既然是重生文,那么死亡就是为了更好地重新展开人生,所以故事才刚刚开始……
对于卓扬来说,重生,可以站在另外的角度审视自己与周围的人事,看到很多从前无法看到的隐情,或许能够放下贪恋与执着,活得更加从容自在。
对于严耀钦来说,死亡,可以检验出一个人在心里真正的分量,许多不敢说不敢做,甚至想都不敢想的事,因为失去了一次,才会追悔莫及,才会无所顾忌。




、俱已成空


血的味道好似生满锈渍的铁器,浑浊而咸腥,透着令人战栗的寒意。

整片整片鲜红色的液体幻化成无数黏腻的蠕虫,附着于肌肤表面,顺着指缝,发梢,四肢,躯干,一点点蔓延开来,将人缠缚其间,从毛孔渗透体内,咬碎筋骨,啃噬心肝。

有一瞬间,严耀钦觉得自己跌进了滞重暗黑的深海里,无法排解的内疚感好像绑缚在双脚上的铅块,坠着他向下沉……向下沉……

这个腥风血雨中闯过小半生的男人,这个脚踩着无数怨魂扶摇直上的男人,头一次在死亡面前落荒而逃了。他大踏步奔至画廊门外,仿佛溺水者般贪婪地大口呼吸着,并强硬告诫自己,你是严耀钦,不能有软弱,不能有沮丧,更加不能有悲伤,眼泪,后悔,慌张!



脱离危险的严予思被安置在了洁白的担架车上,由一众医护人员悉心照料着,送上了蓝光回旋的急救车厢。

这场酒会的策划人——严耀钦的小姨子康玉珠,从事故发生后,便同宾客们一道被警方隔离在了安全区域。解除禁制后,她第一时间赶去查看了严予思的状况,又回头远远望向脸色青黑的严耀钦,有心说些什么,却在他冰冷的眼神下一阵骇然,踟蹰良久,终于提起长及地面的裙摆,随严予思一道登上了那辆急救车,伴随着呜呜警报嘶鸣,向医院驶去。

严耀钦目送着绝尘而去的白色车影,表情复杂。

当年康玉柔临终弥留,抓着他的手哀求,说千错万错,她一个人承担,无论如何不要迁怒孩子。不忍见她死难瞑目,严耀钦无奈立下誓约,答应会将严予思健康养大,保他一世衣食无忧。如今,总算不违誓言,对得起她多少年不计名分的朝夕相伴了。

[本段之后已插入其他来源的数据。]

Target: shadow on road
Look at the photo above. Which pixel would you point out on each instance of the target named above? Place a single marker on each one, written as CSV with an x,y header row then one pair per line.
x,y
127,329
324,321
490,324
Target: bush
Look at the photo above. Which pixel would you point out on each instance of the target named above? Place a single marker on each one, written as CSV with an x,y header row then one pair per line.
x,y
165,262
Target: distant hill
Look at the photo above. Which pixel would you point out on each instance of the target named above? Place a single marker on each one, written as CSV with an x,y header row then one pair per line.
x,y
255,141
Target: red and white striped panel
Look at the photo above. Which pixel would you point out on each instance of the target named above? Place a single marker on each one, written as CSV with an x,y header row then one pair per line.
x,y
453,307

恩情这东西,最要不得,如同枷锁,一朝背在身上,偿也偿不尽。



虽然警方严格封锁了消息,却也防不住媒体的敏锐嗅觉,枪战开始不久,警戒线外便聚拢了大群记者,长枪短炮严阵以待。

不知名的小报狗仔们凑到一处,肆无忌惮地交头接耳,互通有无。

新人小妹殷勤打探着:“传说严耀钦有个儿子不是亲生的,不知道是死的那个,还是活下来这个?”

扛着摄像机的年轻后生草率断言:“既然关键时刻选的是幺仔,那二少一定不是亲生喽。”

“乱讲,严家不一向都是二少最得宠吗?他可是是外界公认的严氏接班人!”手持话筒的八卦主播白去一眼。

口叼烟卷的老行尊教训着晚辈:“痴线啦,这种大家族的事怎么讲得清,你看严生的表情,没什么要紧嘛,如果死的那一个是真太子,又怎么会这样不疼不痒!”

周围人挖到真相般,纷纷现出恍然大悟的神色。

这样的风言风语,严耀钦每天不知会遭遇多少,早已修炼到视而不见听而不闻了。所谓食得咸鱼抵得渴,既然身居高位,自然免不了沦为大众谈资,这是名成利就的代价之一。只是今天听来,却如鲠在喉。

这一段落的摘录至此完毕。